The international consulting firm Boston Consulting Group (BCG) has spent years training Hamas-friendly Qatar’s government workers, including after Oct. 7. It agreed to endorse Chinese Communist Party principles in 2023 in order to secure a six-figure contract advising city officials in Beijing on artificial intelligence. Now, it’s apologizing—after "exiting" two partners who worked for an aid project in Gaza backed by the U.S. and Israeli governments.
BCG announced last week that it had fired two of its managing directors who were consulting for the Gaza Humanitarian Foundation (GHF), a new American and Israeli-backed aid distribution program formed to prevent Hamas from intercepting international humanitarian supplies. CEO Christoph Schweizer wrote in a company-wide email that he was "sorry for how disappointing this has been to many BCGers around the world."
He also sent a message to BCG alumni, obtained by the Washington Free Beacon, that said the "humanitarian crisis and aid efforts in Gaza" have "come under scrutiny, raising serious questions about our role and how the work was approved." That work violated "BCG's direction, policies, and values—including our apolitical and humanitarian-focused stance in this conflict," Schweizer wrote, indicating that the firm was institutionally opposed to aiding the joint U.S.-Israeli initiative.

The messages came as news of BCG's involvement in the project infuriated a group of the firm's employees, who wrote a letter to leadership saying BCG would be complicit in "population transfer and ethnic cleansing." They demanded the firm "hold to account all those who dragged BCG into this unenviable situation" and "immediately issue an explanatory note to staff to address their concerns."

BCG has offered no such condemnations—and does not appear to have faced internal pushback—over its lucrative work in Qatar and China.
In 2022, BCG inked an agreement with the Qatari government to help train public workers, a deal that came as the Gulf state prepared to host a World Cup that exposed its human rights record. Hundreds of migrant workers, many of whom faced forced labor conditions, died while working on construction projects related to the tournament.
Months later, BCG launched a major expansion of its business in Qatar with the stated goal of becoming the terror-tied state's "premier management consulting firm." Its clients include "leading public sector entities" in Qatar, according to the firm's website. Earlier this year, the Qatar Investment Authority announced it would fund B Capital, a BCG-backed venture capital firm.
BCG’s work with Qatar continued even as the government gave Hamas leaders asylum in luxury hotels and homes after the Oct. 7, 2023, attacks. Qatar is one of Hamas’s biggest financial backers and has worked closely with the terrorist organization on political and strategic goals. The firm's work also continued as Schweizer touted BCG's "LGBTQ+ inclusion" efforts. Homosexuality is illegal in Qatar.
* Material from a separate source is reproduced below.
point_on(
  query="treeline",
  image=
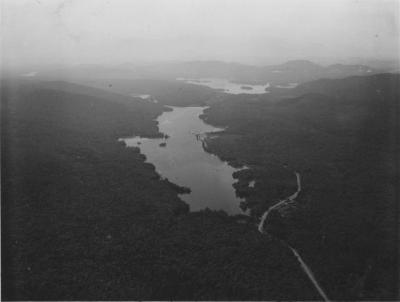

The firm has worked on sensitive projects with the Chinese government as well.
In 2023, Beijing city officials hired BCG as a consultant on an artificial intelligence hub and asked the firm "to endorse the principles of the Communist Party in order to take on the assignment," the Wall Street Journal reported at the time. The firm defended its work in that case, telling the Journal it "has robust risk and compliance systems to ensure our work meets the laws of all countries in which we operate" and agreed to endorse the CCP principles to comply with Chinese law. The party's "Four Cardinal Principles" include an adherence to CCP leadership and to Marxism.
BCG spokeswoman Nidhi Sinha pointed the Free Beacon to a statement on the company's website which states that the firm stopped work with the GHF not out of opposition to the aid initiative but because the two partners who worked on it, Matt Schlueter and Ryan Ordway, "failed to disclose the full nature of the work." A source close to GHF questioned that rationale.
"It’s pretty clear BCG is hanging these partners out to dry," the source told the Free Beacon. "There's no way a contract this big went under the radar at BCG."
BCG's condemnation of its former partners' work for GHF, a joint American-Israeli project, could attract the ire of the Trump administration. BCG is a major recipient of U.S. government funding—the firm pulled in over $340 million in defense contracts in 2024 alone, a Free Beacon review found.
Sinha told the Free Beacon the firm maintains a "strong presence in Israel," having opened an office in Tel Aviv in 2011, and supports "many Israeli-based NGOs and charities." She also said the firm employs "tens of thousands of talented Americans" who are "proudly supporting America" by working on projects like revitalizing "America's ship building and maritime industrial base."
The Department of Defense declined to comment on BCG’s position on the Gaza aid program and referred media inquiries to the State Department. The State Department did not respond to a request for comment.
The firm has said that its work with GHF was done "pro bono." The Post, however, cast doubt on that claim, reporting "that BCG had presented monthly invoices of more than $1 million." The firm could now expense those fees to its "internal accounts in lieu of billing for consultants' work," a person familiar with its operations told the outlet.
BCG has a policy known as "Global No Fly Zone," which prohibits "work with clients engaged in illegal, unethical, or improper activity who have made no effort to remedy it," according to the employee letter. The letter argues that the firm's work in Israel "appears to violate" that policy but makes no mention of China or Qatar.
BCG has gotten into hot water over its work for foreign governments in the past. In 2024, Sen. Maggie Hassan (D., N.H.) pressed the company’s global chair Rich Lesser on whether he would "refuse to respond" to a U.S. congressional subpoena if it was blocked by a Chinese court. Lesser declined to answer. That same year, U.S. lawmakers subpoenaed records of BCG's work for Saudi Arabia but the firm refused to provide them, arguing that doing so could lead to jail time for their employees in Riyadh.